In an effort to stop gang growth in South Florida, McCollum has also created a Coordinating Council to address the lifecycle of gang membership, from recruitment to active membership, incarceration and release.
“Typically, gangs recruit their member from small areas, like this one,” he said. “So we need programs to fill in what’s missing.”
McCollum also said the business community must help stop gang activity.
“There needs to be a plan, even job training. We can help pay for it,’’ he said. “We know we cannot rehabilitate everyone, but we do know that every social ill in our communities revolves around gang problems.”
Gangs are not only in the black or Hispanic communities, McCollum said. “Everyone thinks that, but the truth is that the numbers are evenly broken down.”
The percentages of gang members are one-third black, one-third Hispanic, and one-third white.
The rates of recidivism in South Florida are one-third in three years, 50 percent in five years and 60 percent in 10 years.
Female gang members are more violent, said Emery Gainey, director of law enforcement relations for the Attorney General’s Office. “It’s how their levels of aggression and violence are escalating that needs to be addressed. Somehow, they feel the need to prove that they are tougher than men.”

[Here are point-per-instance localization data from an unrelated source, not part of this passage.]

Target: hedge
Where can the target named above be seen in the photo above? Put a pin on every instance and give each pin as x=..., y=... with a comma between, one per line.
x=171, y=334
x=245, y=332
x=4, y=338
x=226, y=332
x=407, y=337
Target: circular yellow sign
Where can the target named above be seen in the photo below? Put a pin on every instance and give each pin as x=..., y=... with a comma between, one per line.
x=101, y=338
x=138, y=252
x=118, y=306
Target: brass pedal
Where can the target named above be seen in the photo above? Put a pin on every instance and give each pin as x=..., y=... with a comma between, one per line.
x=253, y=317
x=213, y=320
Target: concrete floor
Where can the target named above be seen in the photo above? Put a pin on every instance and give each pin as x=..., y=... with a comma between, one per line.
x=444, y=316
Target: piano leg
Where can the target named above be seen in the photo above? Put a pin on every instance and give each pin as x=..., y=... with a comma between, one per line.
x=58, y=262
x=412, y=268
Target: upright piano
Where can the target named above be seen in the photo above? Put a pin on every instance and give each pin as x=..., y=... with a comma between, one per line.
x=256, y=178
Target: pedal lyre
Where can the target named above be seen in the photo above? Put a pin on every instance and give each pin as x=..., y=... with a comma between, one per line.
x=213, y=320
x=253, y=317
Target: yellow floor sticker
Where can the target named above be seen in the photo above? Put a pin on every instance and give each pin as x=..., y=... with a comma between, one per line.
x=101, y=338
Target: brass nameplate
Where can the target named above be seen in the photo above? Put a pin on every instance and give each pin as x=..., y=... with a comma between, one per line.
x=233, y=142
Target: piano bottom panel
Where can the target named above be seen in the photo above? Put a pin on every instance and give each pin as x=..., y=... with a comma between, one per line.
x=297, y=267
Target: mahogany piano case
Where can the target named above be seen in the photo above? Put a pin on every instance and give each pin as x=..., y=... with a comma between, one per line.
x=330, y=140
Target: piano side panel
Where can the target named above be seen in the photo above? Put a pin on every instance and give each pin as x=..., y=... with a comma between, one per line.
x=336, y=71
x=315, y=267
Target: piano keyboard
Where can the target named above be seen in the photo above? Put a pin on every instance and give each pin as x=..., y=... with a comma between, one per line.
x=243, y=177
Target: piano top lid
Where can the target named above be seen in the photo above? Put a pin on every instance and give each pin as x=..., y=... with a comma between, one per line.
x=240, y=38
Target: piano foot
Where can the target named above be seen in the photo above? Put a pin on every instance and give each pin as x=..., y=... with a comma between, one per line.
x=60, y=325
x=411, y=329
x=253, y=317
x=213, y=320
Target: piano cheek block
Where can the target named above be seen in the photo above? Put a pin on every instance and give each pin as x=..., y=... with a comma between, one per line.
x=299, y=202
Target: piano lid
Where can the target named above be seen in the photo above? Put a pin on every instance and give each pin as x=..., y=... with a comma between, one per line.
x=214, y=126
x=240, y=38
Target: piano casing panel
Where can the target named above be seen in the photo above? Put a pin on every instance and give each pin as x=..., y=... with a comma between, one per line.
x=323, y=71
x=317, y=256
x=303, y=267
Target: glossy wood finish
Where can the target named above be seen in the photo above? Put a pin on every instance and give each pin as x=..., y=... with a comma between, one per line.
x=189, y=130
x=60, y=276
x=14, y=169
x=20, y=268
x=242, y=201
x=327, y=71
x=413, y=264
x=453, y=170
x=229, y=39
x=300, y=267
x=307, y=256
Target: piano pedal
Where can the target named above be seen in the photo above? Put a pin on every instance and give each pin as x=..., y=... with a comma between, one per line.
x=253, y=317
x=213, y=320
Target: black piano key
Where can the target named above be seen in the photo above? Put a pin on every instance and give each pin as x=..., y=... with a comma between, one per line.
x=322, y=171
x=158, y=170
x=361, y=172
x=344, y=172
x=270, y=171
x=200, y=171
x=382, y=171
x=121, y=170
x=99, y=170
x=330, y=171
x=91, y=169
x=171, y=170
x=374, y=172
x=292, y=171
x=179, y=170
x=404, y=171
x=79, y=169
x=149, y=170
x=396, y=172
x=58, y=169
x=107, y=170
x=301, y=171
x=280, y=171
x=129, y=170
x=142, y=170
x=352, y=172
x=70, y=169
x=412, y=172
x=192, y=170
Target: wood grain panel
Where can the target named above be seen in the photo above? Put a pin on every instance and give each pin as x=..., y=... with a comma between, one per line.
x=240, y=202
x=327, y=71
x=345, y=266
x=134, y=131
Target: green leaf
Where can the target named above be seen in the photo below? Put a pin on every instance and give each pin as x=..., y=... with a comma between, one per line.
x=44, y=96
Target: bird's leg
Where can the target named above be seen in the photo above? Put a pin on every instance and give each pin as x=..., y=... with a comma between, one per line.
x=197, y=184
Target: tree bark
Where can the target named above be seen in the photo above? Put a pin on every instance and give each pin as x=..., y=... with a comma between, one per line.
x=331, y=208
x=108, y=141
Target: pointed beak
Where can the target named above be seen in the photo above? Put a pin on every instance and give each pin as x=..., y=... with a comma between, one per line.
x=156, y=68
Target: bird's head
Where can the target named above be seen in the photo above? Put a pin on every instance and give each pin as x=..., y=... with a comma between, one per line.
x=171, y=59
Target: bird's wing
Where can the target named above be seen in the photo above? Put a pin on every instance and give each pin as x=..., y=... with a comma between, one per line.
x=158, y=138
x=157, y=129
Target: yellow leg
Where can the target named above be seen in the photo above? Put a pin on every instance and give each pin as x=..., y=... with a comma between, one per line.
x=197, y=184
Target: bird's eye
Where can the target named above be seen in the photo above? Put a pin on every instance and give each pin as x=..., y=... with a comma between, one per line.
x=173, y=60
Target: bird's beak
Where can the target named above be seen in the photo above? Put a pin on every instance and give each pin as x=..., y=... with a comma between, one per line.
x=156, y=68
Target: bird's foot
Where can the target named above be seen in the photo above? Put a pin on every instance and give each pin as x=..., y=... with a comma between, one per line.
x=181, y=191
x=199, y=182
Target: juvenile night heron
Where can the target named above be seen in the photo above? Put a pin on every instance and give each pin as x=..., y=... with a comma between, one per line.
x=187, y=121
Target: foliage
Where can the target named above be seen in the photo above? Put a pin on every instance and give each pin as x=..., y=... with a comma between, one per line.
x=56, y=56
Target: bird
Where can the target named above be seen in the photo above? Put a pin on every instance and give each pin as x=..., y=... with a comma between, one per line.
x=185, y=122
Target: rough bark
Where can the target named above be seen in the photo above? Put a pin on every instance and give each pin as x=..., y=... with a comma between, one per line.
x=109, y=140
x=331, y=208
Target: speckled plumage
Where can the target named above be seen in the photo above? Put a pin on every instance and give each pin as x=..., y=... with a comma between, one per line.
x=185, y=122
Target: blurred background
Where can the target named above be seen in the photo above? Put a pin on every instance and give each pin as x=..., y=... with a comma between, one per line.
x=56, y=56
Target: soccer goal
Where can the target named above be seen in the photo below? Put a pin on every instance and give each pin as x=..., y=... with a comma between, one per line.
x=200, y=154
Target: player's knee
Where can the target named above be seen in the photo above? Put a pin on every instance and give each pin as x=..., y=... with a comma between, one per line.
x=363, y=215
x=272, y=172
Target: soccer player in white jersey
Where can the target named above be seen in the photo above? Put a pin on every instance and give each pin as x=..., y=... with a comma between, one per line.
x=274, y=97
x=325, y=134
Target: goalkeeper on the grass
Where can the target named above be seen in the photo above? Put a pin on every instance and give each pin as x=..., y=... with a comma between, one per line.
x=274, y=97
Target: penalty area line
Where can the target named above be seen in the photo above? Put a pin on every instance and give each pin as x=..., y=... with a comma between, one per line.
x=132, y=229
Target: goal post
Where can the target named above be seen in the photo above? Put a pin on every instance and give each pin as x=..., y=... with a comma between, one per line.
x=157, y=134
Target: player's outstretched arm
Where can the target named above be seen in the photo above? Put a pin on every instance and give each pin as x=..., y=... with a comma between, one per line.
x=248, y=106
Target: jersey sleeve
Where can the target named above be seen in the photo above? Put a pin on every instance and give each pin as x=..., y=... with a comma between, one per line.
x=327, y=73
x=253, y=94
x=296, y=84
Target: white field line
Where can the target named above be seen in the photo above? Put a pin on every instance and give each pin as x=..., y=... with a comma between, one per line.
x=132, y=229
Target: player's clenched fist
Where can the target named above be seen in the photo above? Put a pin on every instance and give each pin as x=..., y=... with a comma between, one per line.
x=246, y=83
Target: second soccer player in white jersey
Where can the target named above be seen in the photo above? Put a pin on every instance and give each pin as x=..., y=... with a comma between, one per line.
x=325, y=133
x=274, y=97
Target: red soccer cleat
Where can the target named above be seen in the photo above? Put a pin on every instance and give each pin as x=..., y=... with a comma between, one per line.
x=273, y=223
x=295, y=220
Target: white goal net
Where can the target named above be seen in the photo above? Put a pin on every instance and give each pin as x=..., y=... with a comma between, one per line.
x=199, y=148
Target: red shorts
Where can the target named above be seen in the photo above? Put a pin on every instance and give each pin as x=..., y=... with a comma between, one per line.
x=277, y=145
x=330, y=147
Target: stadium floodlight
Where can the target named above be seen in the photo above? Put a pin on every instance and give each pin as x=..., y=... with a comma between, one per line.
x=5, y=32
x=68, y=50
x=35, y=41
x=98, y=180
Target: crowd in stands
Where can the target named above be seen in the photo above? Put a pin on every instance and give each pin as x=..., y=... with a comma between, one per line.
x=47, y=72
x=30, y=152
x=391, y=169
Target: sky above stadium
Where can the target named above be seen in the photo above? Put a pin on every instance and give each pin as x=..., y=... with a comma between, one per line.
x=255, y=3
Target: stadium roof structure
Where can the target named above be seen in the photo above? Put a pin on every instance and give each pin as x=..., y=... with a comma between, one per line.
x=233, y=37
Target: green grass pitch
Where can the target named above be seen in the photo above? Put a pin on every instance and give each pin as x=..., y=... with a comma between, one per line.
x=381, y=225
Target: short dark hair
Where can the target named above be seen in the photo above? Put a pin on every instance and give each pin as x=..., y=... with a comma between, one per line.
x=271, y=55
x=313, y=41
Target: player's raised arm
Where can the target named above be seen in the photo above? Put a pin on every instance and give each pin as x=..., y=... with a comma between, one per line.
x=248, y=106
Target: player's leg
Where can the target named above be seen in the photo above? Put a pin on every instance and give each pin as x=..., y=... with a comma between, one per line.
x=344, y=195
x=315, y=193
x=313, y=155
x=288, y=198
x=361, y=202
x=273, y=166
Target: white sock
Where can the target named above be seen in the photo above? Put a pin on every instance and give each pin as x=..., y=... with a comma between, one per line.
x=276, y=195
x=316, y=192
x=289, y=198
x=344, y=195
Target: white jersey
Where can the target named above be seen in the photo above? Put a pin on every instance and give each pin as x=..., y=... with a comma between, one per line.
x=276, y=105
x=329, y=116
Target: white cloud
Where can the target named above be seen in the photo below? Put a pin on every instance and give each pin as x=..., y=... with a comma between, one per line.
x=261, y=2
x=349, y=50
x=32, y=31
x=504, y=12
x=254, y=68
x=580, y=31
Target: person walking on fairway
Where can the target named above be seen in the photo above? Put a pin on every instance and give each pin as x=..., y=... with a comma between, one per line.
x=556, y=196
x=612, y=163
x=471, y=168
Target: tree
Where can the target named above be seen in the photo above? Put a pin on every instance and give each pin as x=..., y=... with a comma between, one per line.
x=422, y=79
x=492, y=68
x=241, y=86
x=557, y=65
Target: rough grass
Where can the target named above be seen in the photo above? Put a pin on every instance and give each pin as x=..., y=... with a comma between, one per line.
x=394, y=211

Emery also said that some communities deny the fact that gangs are a problem.
“It needs to be acknowledged and we need to deal with the problem as it manifests,’’ he said. “It’s not just a law-enforcement problem, it’s a community problem. Criminal justice alone cannot solve it.”
In January, Sheriff Lamberti was named chairman of the Region 7 Gang Reduction Task Force.
Region 7 comprises Broward, Miami-Dade, Palm Beach and Monroe counties.
Lamberti said that his office has, in Broward County alone, identified 80 gangs with a membership of about one thousand. In 2008, he said, 227 new members were identified.
“They [gang members] go where the opportunities are,” he said. “Some are national and operate out of South Florida.”
Lamberti also explained that when gang members become too well known in a particular area, “they simply move where no one knows them. That’s their strategy.”
He added that the troubled behaviors leading to a young person’s decision to join a gang begin long before he or she is arrested. Lamberti cited the leading factors as a child having no role model, a weak family structure, no affiliation to a church and low performance in school.
“It’s mostly when they drop out that they are recruited, so we need to put our efforts on the front end,” he added. “That’s how to do it.”
Adderley, Fort Lauderdale’s police chief, described gang members as being “leaders or followers. It’s the same revolving door; the followers are influenced by the leaders. When you get one in [to the police department] you think, ‘This is a good kid, they just need guidance, an opportunity.’ ”
Adderley also said the Fort Lauderdale Police Department supports Lamberti’s program.
Germaine Smith-Baugh, the Urban League of Broward County’s president and CEO, said the Urban League, statewide, has been a partner for 20 years with the state Attorney General’s office, in efforts to provide preventive and intervention services to the community.
“We have youth development programs in several schools and churches,” Smith-Baugh said, adding that there is “a role for us, as individuals, within the community to play.”
She also said that the easy answer to resolving the gang issue is “start at home. Wherever there is a gap, someone has to fill it. And it has to be a parent, school, faith group or an organization to do it.”